3. Data dan Sumber Data
1) Data Primer
Data yang diperoleh dari sumber ilmiah dan dokumen serta wawancara
yang diperolehi untuk pertama kalinya daripada pihak-pihak yang
berwenang dari Pejabat Agama Islam Negeri Johor, (JAIJ).
2) Data Sekunder
Data yang diperoleh secara tidak langsung seperti majalah, jurnal, artikel,
internet dan melalui media perantara (diperoleh dan dicatat oleh pihak
lain) yang berkaitan dengan penelitian.
-
4. Teknis Pengumpulan Data
Untuk memudahkan dan menghimpunkan data-data dan fakta di lapangan,
maka penulis akan menggunakan beberapa teknik, antaranya:
a) Pengumpulan Data
1) Pengamatan (Observasi)
Pengamatan atau observasi dengan fenomena-fenomena yang diselidiki.

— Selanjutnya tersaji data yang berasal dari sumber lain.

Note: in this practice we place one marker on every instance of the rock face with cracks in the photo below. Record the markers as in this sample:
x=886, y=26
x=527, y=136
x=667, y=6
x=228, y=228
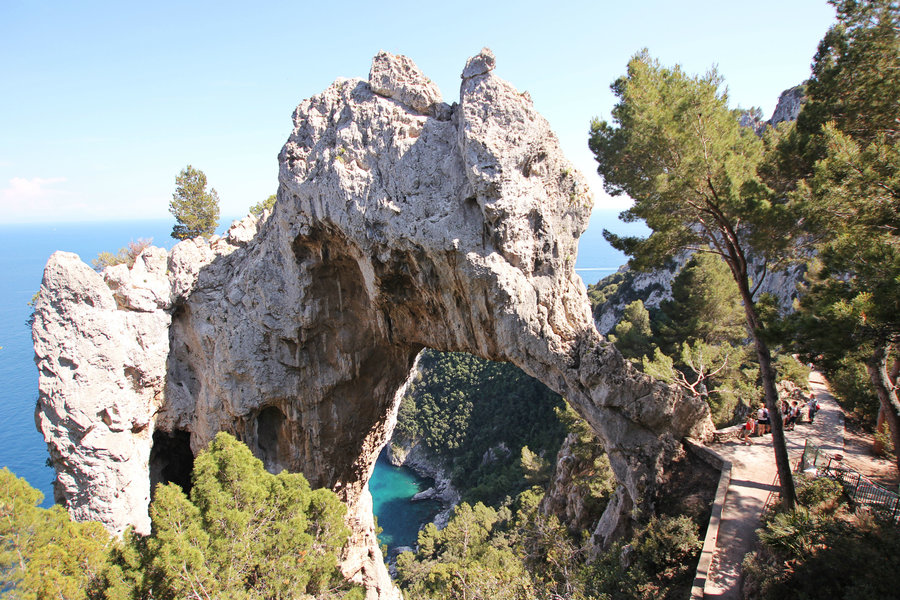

Pengamatan penulis terhadap permasalahan kasus perceraian rumah tangga
yang berlaku di Negeri Johor.
2) Wawancara
Wawancara adalah cara yang digunakan untuk memperoleh keterangan
secara lisan supaya data yang diterima adalah secara tepat. Untuk
mendapat data yang lebih tepat dan efektif adalah dengan mewawancara
pihak yang berwenang seperti para mediator dan keluarga-keluarga yang
menghadapi permasalahan rumah tangga.
3) Dokumentasi
Dokumentasi adalah penulis mengumpulkan bahan-bahan melalui
dokumen bertulis yang berhubung dengan penulisan dari Mahkamah
Syariah Johor Bahru serta mediator di Pejabat Agama Islam Negeri Johor
(JAIJ).
5. Teknis Analisis Data
Setelah semua data yang diperoleh terkumpul sesuai mengikut permasalahan
kajian yang dibahas dan dipelajari, penulis akan menganalisis teknis seperti
berikut :
-
a) Koleksi Data
Koleksi data pada tahap ini, penulis mengumpulkan data -data secara
umum tentang tujuan pensyariatan sesuatu hukum syari‟ ditinjau dari
hukum Islam.
b) Reduksi Data (data reduction)
Reduksi data yang merangkum, memilih hal-hal yang pokok,
memfokuskan pada hal-hal yang terpenting, dicari tema dan polanya.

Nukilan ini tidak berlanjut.